La condanna all'ergastolo e la richiesta di giustizia riparativa

Il 25 giugno 2025 è stata confermata la pena all'ergastolo dalla Corte d'Assise d'Appello. A differenza del primo grado, è stata però esclusa l'aggravante della premeditazione, ma riconosciute quella della crudeltà e del rapporto di convivenza. E proprio a causa dell'esclusione dell'aggravante della premeditazione, la Procura generale sta valutando il ricorso in Cassazione.

Al di là della condanna, la difesa di Impagnatiello, rappresentata dall'avvocata Giulia Geradini, aveva chiesto di accedere alla giustizia riparativa. Si tratta di un istituto che è stato introdotto recentemente: è infatti entrato in vigore con la riforma Cartabia. La giustizia riparativa non incide sulla vicenda penale e non è un percorso alternativo alla detenzione in carcere, ma "consiste nella ricostruzione del legame spezzato tra vittima, reo e comunità".

Perché è stato negato l'accesso alla giustizia riparativa

Nel caso di Impagnatiello, la difesa aveva motivato la richiesta parlando di "collaborazione" da parte dell'ex barman durante le indagini, la sua "immediata assunzione di responsabilità" e il "rincrescimento" mostrato a processo. La Corte d'Assise d'Appello l'ha però rigettata. In una nota il presidente della Corte Giuseppe Ondei, ha spiegato che i motivi, posti a fondamento della sua richiesta, sono stati infatti "ritenuti irrilevanti ai fini di una valutazione dell'ammissibilità dell'invio dell'imputato al programma riparatorio".

"Dovendo, infatti, quest’ultima valutazione avvenire a opera dell’Autorità Giudiziaria sulla scorta di tre parametri (previsti dal precitato art. 129 bis c. 3 c.p.p., più precisamente: 1. la utilità potenziale del percorso riparatorio, la assenza di pericolo per le parti, la assenza di pericolo per l’accertamento dei fatti" – preso atto altresì della indisponibilità (per ora irretrattabile) delle persone direttamente danneggiate dai reati commessi a prendere parte all’eventuale "programma riparatorio" (dunque, per ora, astrattamente percorribile solo con vittime ‘aspecifiche’ o surrogate) – ha ritenuto che per affermare una effettiva utilità alla risoluzione delle questioni derivanti dai reati commessi – fossero decisivi i moventi che hanno sorretto, dapprima, l’azione delittuosa di cui al capo B e, successivamente, quella di cui al capo A, ascritti ad Alessandro Impagnatiello". 

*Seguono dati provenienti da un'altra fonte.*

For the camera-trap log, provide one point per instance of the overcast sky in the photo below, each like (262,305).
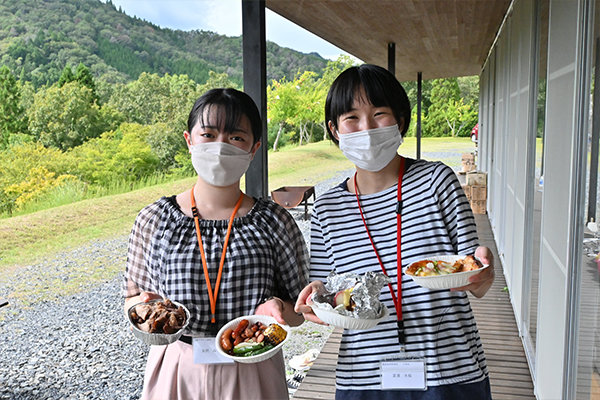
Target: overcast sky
(225,18)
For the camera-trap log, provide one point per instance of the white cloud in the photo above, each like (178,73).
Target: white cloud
(225,18)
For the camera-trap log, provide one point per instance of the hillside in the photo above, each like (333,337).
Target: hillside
(39,38)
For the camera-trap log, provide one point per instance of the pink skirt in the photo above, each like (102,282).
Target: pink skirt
(172,375)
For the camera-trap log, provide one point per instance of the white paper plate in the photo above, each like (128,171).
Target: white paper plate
(334,318)
(158,339)
(449,281)
(252,319)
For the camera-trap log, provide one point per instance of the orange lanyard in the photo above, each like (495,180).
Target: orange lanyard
(397,299)
(212,296)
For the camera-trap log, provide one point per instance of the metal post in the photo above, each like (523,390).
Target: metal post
(419,101)
(254,47)
(593,189)
(392,57)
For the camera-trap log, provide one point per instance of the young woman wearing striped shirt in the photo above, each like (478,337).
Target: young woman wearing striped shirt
(392,212)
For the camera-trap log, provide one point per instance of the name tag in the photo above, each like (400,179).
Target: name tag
(403,374)
(205,352)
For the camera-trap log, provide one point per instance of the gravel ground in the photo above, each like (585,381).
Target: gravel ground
(79,346)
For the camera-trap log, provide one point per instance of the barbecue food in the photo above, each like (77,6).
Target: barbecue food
(435,268)
(247,339)
(158,317)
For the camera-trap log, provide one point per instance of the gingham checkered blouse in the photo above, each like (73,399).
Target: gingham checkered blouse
(266,256)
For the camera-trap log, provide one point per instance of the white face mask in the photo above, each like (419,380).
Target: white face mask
(372,149)
(218,163)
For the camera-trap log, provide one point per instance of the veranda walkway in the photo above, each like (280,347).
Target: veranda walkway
(509,373)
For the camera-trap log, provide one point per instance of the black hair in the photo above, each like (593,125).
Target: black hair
(381,87)
(231,105)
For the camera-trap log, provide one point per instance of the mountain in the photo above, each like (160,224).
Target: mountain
(39,38)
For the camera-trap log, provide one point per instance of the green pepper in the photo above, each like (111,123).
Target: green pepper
(244,350)
(267,347)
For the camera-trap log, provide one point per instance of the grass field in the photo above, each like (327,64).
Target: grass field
(26,239)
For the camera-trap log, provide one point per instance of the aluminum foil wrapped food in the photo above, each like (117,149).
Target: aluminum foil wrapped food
(353,295)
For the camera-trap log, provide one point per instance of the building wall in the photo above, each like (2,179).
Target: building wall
(507,141)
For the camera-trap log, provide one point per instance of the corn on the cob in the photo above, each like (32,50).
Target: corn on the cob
(275,334)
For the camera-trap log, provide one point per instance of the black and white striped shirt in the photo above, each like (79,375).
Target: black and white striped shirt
(266,256)
(439,324)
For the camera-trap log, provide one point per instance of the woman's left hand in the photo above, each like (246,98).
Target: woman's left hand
(481,282)
(273,307)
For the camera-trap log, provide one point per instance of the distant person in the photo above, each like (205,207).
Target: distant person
(392,212)
(264,258)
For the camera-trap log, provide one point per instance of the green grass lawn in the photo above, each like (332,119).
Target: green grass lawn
(28,239)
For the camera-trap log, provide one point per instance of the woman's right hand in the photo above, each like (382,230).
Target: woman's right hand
(305,297)
(149,296)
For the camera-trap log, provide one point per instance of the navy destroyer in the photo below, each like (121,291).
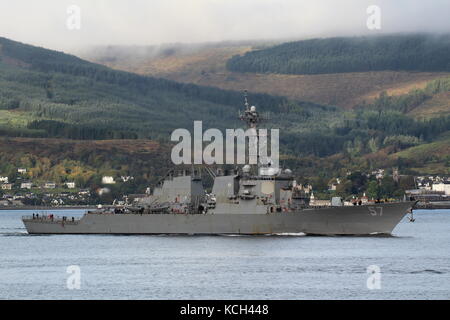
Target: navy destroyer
(242,201)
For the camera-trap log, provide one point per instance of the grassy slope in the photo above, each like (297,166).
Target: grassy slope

E ancora: "Moventi o impulsi criminosi che – così come, nel giudizio di secondo grado, sono stati giudicanti essenziali nell’economia del gravame e decisivi per la definizione di tutti i motivi di impugnazione – anche in questa (più cricoscritta) sede di valutazione, se rielaborati criticamente dall’interessato e portati a sua giustificazione della scelta di un percorso di riconciliazione, il che non è stato, sarebbero valsi a motivare la utilità di avvio avendo riguardo alla responsabilizzazione dell’autore dell’offesa".